Feedback received during the inspection raised some concerns that lessons learnt from situations that had not gone well were not shared across the whole organisation.

We recommend that a clear process is put in place to respond to incidents that may arise. Including any actions taken, recommendations and how learning is shared.

We could not find evidence that regular spot checks to assess staff performance in the field were being carried out.

There was engagement with community health and social care professionals where needed. However there was a general concern that performance information and policy updates requested by them was not always supplied and followed through in a timely manner.

Service user surveys were carried out. However We did not see any analysis of the feedback, which meant that any recurring themes could not be picked up and dealt with as appropriate.

Staff had completed a staff survey. However, there was no date on any of the returned documentation, which made it impossible to confirm which year they related to.

Regular audits of service quality and delivery were not being carried out effectively; they had not identified the shortfalls we found during the inspection.

We saw separate policies that covered safeguarding adults and children that were written in August 2013. The policies were due to be reviewed in August 2014 but we saw no evidence that this had happened.

We recommend that policies and procedures relating to safeguarding adults and children are updated regularly to incorporate any updates to policy and practice or changes in legislation. This is to ensure best practice in safeguarding people.

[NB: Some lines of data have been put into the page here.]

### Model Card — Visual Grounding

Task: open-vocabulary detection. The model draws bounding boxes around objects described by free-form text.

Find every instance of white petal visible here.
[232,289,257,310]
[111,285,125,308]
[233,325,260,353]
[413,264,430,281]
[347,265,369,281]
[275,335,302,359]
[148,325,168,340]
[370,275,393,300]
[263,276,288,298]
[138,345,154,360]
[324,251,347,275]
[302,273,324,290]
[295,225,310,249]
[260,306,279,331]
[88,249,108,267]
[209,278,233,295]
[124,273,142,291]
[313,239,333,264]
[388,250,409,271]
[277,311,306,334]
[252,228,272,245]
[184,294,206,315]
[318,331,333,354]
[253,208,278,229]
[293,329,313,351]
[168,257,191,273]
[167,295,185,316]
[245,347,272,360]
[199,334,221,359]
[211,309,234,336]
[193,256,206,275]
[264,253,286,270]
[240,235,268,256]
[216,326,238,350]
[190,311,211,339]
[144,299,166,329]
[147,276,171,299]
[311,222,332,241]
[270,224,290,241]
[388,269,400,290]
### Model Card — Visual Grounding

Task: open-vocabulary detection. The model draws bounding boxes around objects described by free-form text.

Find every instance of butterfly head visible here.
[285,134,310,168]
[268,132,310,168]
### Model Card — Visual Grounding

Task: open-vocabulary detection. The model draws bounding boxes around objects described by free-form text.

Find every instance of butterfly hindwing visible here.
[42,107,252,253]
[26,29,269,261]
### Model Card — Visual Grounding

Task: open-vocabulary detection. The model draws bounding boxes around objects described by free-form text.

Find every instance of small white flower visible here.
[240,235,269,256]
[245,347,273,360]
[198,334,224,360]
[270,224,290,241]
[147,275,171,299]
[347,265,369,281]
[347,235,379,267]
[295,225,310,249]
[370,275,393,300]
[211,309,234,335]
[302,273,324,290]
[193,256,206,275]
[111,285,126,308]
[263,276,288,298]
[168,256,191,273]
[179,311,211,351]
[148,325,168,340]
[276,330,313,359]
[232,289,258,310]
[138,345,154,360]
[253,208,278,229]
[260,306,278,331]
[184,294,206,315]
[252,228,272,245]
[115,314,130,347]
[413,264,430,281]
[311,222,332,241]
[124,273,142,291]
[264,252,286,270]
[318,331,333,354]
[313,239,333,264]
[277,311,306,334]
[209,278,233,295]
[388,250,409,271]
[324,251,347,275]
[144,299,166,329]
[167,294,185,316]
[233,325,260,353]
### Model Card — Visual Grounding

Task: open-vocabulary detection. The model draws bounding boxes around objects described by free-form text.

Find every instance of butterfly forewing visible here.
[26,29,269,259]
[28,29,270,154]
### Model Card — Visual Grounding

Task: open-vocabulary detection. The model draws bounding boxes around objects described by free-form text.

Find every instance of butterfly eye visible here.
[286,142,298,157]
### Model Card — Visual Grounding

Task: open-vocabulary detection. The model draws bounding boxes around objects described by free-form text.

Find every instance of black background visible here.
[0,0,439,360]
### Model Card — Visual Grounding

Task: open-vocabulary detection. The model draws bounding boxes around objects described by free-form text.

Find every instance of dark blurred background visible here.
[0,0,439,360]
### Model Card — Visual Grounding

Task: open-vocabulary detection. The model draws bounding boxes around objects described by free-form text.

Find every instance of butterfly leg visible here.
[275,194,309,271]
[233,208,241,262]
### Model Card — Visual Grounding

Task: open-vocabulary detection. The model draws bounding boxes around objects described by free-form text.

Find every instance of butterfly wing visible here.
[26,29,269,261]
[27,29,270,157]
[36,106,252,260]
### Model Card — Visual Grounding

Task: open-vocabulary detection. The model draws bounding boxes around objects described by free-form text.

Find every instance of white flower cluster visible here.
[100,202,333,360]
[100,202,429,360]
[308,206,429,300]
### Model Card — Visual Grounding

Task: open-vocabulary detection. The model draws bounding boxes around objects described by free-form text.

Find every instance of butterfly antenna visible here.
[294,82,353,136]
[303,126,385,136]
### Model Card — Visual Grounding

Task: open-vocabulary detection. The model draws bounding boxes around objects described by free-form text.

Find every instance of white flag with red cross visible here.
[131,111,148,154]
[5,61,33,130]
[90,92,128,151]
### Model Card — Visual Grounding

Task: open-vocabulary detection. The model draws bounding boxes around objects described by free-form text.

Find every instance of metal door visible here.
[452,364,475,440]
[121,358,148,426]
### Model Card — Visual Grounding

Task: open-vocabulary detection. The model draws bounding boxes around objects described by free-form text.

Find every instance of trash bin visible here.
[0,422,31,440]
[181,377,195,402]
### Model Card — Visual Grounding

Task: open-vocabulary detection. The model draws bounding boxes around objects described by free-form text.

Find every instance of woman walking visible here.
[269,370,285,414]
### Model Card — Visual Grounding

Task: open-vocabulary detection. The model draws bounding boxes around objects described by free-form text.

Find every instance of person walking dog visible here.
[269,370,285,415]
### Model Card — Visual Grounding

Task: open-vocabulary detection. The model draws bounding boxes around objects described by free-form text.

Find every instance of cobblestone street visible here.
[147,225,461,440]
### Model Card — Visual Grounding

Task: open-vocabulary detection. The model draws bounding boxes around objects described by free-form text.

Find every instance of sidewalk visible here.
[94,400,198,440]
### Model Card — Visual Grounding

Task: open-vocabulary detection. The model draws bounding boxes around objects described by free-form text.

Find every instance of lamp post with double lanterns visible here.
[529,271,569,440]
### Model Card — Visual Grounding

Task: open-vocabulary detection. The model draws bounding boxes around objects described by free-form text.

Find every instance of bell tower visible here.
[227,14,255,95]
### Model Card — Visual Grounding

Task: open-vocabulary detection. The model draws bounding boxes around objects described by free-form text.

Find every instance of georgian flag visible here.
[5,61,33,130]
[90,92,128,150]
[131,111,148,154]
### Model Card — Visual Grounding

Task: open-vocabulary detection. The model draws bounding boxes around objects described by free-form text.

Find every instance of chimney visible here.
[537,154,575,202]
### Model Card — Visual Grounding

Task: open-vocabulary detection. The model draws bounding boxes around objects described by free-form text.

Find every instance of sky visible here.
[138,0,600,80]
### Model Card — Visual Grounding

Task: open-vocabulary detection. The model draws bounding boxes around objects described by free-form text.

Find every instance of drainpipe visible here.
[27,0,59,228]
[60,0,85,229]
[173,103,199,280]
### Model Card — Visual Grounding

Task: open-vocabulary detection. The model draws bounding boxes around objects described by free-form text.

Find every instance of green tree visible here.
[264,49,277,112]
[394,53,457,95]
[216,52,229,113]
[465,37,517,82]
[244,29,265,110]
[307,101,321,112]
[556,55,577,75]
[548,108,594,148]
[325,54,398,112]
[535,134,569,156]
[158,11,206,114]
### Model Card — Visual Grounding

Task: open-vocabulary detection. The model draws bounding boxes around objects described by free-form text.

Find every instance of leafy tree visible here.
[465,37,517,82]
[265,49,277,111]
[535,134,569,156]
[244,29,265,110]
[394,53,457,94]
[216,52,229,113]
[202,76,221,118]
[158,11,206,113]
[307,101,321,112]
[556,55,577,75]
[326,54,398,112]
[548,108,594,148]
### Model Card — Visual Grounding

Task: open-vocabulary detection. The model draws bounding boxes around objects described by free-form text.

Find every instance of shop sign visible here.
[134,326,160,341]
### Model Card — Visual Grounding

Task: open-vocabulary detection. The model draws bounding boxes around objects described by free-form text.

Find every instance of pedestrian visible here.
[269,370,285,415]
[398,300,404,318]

We saw evidence that staff had undertaken training in medicine administration. However there was no evidence kept on staff files of training provided by the district nurses or checks on staff to ensure their competency in this area. Administration and the Administration and Assistance of Medicines Policy had not been reviewed since January 2013.

We recommend that there is a robust process for monitoring the competency of staff administering medicines and the Administration of Medicines Policy should also be regularly reviewed to take into account any updates in good practice and changes in legislation.

We saw that supervision had not always been carried out regularly. The content of these supervisions was very basic and whilst there was some reference made to people using the service, there was little by way of discussion, analysis or learning recorded.

We saw there was adequate staff allocated to provide care and support for people on the staff rota. Recruitment practices ensured staff undertook relevant checks prior to employment to ensure they were suitable to work with the people using the service.

The registered manager and staff had a good understanding of the Mental Capacity Act 2005 (MCA) and how to support people who lacked the mental capacity in line with the principles of the act and particularly around decision making.

Records we saw demonstrated that all staff had completed mandatory training in the past year. Most training was undertaken as e-learning and some courses were done face to face, such as manual handling, epilepsy and PEG (percutaneous endoscopic gastrostomy) care.

There were care plans on each record we looked at. These were drawn up as part of the initial assessment. Care plans were detailed in content and covered all aspects of a person’s life. People and their relatives were involved in developing their care and support plan and identifying what support they required from the service and how this was to be carried out. People were treated people with dignity and respect and the care provided was person centred.

Staff had an understating of and received recent training on issues of equality and diversity.

People and their relatives told us they thought the management team, including the registered manager and the senior care coordinator, were responsive and fair. Staff told us they thought the management team were supportive and they received regular guidance and supervision through telephone calls, emails, text messages and face to face meetings.

At this inspection we found several breaches of regulations in relation to person centred care, receiving and acting on complaints and good governance. You can see what action we asked the provider to take at the back of the full version of the report.